Carnival: "Too Cheap to Pass Up"
12/15/2016 8:00 am EST
Over the past five years, this recommended stock has controlled nearly a 50% share of global cruise industry’s passengers and capacity, notes Richard Moroney, editor Dow Theory Forecasts.
Favorable demographic trends and robust consumer confidence are powering operating growth at Carnival (CCL).
The cruise industry is highly concentrated, with the largest four companies taking nearly 90% of the market.
High costs to construct new cruise ships and limited shipbuilding capacity seem likely to deter new competition from entering the market.
Growth efforts for both the company and its rivals will focus on China, where Carnival has operated for about a decade.
Carnival projects that 4 million people in China will take annual cruises by 2020, up from about 1 million last year.

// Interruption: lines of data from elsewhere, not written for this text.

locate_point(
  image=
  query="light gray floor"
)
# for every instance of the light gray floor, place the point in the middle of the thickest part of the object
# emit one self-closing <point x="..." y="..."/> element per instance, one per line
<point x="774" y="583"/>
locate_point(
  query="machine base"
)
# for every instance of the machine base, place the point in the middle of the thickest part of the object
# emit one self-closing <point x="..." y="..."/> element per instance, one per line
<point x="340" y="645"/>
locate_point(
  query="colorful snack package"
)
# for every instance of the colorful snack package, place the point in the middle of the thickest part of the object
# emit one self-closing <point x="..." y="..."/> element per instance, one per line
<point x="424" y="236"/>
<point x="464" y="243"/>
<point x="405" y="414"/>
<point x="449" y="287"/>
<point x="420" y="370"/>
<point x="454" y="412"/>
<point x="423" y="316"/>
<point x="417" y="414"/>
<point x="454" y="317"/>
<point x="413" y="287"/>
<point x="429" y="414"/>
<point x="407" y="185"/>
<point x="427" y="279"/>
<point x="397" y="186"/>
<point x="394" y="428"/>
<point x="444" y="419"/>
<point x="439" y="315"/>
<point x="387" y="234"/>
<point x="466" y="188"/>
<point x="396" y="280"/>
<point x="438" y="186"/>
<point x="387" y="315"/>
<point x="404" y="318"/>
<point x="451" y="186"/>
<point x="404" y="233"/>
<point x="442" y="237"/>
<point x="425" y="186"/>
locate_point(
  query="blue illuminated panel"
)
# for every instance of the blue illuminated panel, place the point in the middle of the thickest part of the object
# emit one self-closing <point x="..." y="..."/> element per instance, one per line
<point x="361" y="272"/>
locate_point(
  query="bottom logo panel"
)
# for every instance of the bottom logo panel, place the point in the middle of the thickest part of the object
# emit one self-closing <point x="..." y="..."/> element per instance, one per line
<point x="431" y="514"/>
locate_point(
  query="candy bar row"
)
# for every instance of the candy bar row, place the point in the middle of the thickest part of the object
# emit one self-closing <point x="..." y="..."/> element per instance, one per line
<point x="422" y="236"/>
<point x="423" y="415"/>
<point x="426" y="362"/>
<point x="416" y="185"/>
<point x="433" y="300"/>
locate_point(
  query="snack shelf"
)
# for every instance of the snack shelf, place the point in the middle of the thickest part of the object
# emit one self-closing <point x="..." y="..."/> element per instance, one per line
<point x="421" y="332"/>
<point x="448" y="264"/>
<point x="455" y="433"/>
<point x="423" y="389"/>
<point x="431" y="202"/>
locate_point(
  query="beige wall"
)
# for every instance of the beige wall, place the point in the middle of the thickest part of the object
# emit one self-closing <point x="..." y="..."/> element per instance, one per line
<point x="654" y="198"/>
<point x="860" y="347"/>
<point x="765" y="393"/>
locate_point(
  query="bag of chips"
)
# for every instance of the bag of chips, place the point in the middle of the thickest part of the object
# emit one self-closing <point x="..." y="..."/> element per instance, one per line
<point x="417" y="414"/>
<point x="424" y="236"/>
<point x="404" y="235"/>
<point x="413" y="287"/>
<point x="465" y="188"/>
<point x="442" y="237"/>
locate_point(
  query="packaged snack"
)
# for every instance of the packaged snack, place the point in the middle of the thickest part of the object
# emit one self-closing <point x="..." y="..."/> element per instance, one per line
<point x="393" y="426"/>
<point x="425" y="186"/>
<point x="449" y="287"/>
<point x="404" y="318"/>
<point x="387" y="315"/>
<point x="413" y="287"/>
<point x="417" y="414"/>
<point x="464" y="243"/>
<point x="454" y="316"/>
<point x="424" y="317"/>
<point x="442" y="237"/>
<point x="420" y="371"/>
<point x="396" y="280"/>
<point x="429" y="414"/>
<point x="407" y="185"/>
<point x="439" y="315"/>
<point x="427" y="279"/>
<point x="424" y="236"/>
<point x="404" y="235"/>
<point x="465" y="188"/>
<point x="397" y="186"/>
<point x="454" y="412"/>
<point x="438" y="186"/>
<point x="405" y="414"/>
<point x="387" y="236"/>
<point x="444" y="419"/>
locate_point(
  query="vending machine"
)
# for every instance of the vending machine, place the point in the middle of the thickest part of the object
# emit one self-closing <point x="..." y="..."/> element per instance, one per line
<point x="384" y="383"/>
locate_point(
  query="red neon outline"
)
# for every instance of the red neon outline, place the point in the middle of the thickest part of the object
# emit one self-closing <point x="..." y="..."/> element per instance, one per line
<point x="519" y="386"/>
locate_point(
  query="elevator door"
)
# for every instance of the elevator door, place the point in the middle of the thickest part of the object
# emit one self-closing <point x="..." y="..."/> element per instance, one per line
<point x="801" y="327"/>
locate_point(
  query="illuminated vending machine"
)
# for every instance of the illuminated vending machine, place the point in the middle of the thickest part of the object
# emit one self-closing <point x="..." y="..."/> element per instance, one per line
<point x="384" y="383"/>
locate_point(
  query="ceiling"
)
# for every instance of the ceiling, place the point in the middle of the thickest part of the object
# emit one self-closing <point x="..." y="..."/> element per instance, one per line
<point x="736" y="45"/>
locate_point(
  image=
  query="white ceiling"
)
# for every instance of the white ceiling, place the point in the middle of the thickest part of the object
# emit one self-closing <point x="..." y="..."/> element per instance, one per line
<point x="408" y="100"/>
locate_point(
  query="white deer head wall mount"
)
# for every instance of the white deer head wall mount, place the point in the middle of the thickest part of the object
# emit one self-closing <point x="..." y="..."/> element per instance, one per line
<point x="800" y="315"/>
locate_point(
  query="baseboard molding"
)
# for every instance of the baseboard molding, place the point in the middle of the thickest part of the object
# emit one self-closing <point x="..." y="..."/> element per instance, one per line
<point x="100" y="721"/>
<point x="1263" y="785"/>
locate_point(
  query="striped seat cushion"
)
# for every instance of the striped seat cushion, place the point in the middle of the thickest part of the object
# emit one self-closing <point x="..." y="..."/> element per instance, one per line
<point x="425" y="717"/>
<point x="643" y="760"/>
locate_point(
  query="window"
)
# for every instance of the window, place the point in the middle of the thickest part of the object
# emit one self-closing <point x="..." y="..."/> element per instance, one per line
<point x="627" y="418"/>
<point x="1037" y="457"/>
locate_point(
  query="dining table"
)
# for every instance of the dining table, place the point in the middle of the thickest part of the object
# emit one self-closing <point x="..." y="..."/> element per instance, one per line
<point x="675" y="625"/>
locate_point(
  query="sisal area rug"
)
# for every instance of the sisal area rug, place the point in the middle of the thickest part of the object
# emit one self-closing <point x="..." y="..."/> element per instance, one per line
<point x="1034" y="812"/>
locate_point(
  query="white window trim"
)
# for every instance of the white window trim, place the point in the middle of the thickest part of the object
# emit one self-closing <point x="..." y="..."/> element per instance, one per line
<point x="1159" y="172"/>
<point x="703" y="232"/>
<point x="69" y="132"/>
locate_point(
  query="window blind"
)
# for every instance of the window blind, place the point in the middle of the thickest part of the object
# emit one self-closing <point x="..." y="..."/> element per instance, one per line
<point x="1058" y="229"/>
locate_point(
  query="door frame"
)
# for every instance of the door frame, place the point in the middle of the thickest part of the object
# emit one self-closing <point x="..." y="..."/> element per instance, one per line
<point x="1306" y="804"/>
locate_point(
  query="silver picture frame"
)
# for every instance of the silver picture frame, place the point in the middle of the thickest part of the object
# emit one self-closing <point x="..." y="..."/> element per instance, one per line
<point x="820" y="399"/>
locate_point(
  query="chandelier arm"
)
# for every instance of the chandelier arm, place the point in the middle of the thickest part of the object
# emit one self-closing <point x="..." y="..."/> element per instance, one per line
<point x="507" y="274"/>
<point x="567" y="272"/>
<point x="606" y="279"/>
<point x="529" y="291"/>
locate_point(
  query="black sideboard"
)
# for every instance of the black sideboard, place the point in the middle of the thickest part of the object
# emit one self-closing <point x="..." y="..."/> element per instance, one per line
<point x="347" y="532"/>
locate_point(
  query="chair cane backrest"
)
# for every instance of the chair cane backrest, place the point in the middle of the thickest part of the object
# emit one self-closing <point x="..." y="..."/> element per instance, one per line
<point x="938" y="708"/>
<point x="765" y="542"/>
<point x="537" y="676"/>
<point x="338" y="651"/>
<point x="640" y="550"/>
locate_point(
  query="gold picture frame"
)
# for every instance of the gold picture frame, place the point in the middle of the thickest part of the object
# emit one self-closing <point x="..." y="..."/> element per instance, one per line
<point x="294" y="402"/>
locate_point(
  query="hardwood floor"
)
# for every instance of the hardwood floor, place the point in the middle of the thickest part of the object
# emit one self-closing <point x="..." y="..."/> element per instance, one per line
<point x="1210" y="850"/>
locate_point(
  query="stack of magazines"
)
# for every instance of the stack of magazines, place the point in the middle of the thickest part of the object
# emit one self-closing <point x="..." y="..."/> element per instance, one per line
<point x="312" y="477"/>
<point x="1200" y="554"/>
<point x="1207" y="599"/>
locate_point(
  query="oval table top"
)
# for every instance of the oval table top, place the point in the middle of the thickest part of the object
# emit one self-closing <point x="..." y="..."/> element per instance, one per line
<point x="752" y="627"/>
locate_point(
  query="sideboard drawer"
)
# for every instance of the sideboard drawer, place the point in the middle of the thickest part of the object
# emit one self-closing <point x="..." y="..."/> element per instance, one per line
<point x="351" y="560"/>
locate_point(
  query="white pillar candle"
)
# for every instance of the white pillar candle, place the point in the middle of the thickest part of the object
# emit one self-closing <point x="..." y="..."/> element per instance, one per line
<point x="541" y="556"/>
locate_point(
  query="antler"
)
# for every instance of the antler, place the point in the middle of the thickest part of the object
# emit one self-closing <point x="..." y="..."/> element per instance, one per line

Annual operating profit margins are on pace to reach their highest level in nearly a decade, due to cost cuts and lower marine-fuel prices.
Fuel costs fell 35% in the first nine months of fiscal 2016 and accounted for just 9% of cruise operating expenses, versus 14% for the same period last year.
Rebounding fuel prices could pressure profit margins, though management has hedged slightly more than 50% of expected fuel needs for 2017 and less than 50% of fuel for 2018.
Starting in 2019, Carnival will add to its fleet a new line of cruise ships that offer better fuel efficiency.
For the 12 months ended August, cash from operations rose 21% and free cash flow surged 38% to $1.13 billion. Carnival is not one to hoard excess cash on its balance sheet.
In the past five quarters, the company has announced two dividend hikes, both of which exceeded 15%. Stock buybacks have lowered the share count 5% in the past year.
Earning a Value score of 85, the stock looks too cheap to pass up, especially as its operating momentum seems likely to carry into fiscal 2017 ending November.